Usdaw retail union general secretary Paddy Lillis stressed that workplace safety is a “right not a privilege” as he called on Tory ministers to reverse their crippling austerity cuts to the Health and Safety Executive.

And former Labour Party leader Jeremy Corbyn paid tribute to “those who lost their lives building this country’s institutions and wealth.”

“In their memory, let’s defend trade union rights and stand up for those fighting for safety and dignity at work,” he added in a tweet.

Wreaths were laid by Labour’s Welsh First Minister Mark Drakeford at the National Workers’ Memorial Stone in Cardiff, by the party’s Leeds East MP Richard Burgon at a local TUC event in Yorkshire and by the union body’s health and safety wellbeing officer Shelly Asquith in Hartlepool.

In Glasgow, a memorial event was attended by councillors, members of the Scottish Parliament, trade unionists and by family members of those who had lost loved ones.

Unite’s John  Mooney, an organiser in construction, expressed fury that the Scottish construction industry would “boast about deaths halving in the last year, as if it’s something to be proud of.”

He added: “No-one should be dying at work … we shouldn’t be here talking about who died in the last year  – it should be a thing of the past.”

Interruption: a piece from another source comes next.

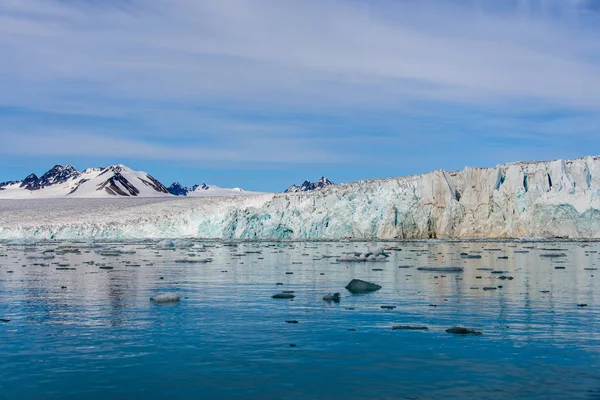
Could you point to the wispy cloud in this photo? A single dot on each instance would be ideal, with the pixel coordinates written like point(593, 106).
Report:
point(216, 71)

Magi Mackay told the story of her brother, John, who had been working with colleague Tommy Williams on a cherrypicker cutting steel pipes and furniture as part of the demolition of the SSI Steelworks at Redcar in 2019.

They were both killed outright in an explosion caused by the use of hot cutting equipment.

She said that had the proper checks been carried out before the contract was awarded, different equipment would have been used and her brother and Mr Williams would still be alive.

“Three years on, Cleveland Police are still investigating – it has been a shambles,” she said.

“A multimillion-pound site saved a few thousand pounds on a contract – and it cost my brother his life.”

The emotional ceremonies came as the TUC joined forces with occupational health and safety bodies to slam Downing Street’s widely condemned Retained EU Law Bill as “dangerous legislation which threatens to rip up key workplace safety protections.” 

The proposed law would automatically scrap thousands of pieces of European Union legislation still on the British statue book post-Brexit by the end of the year unless Parliament passes new laws to keep them in place. Workplace safety protections such as asbestos regulations are among the rules marked for deletion.

In a joint letter to ministers, the uncertain situation was blasted by 25 organisations, including the British Safety Council, the Royal Society for the Prevention of Accidents, the Chartered Institute for Personnel and Development and the Institution of Occupational Safety and Health. 

A rethink on the Bill is needed to “ensure that we don’t see a return to the rates of fatal and serious workplace injuries last experienced in the 1970s and 1980s,” the letter warned. 

Last year saw 123 workplace fatalities recorded compared to 495 in 1981, which also saw thousands more deaths due to work-related ill-health and more than half a million non-fatal injuries, official figures show.

TUC general secretary Paul Nowak said: “No-one should be put at risk at work, but this government is threatening to rip up essential worker protections. 

“That would be a disaster for workers’ safety. It would allow rogue employers to gamble with workers’ health and, in some cases, their lives.

“Make no mistake – this is dangerous and reckless legislation. Ministers must step back from the brink and ditch this Bill before it’s too late.”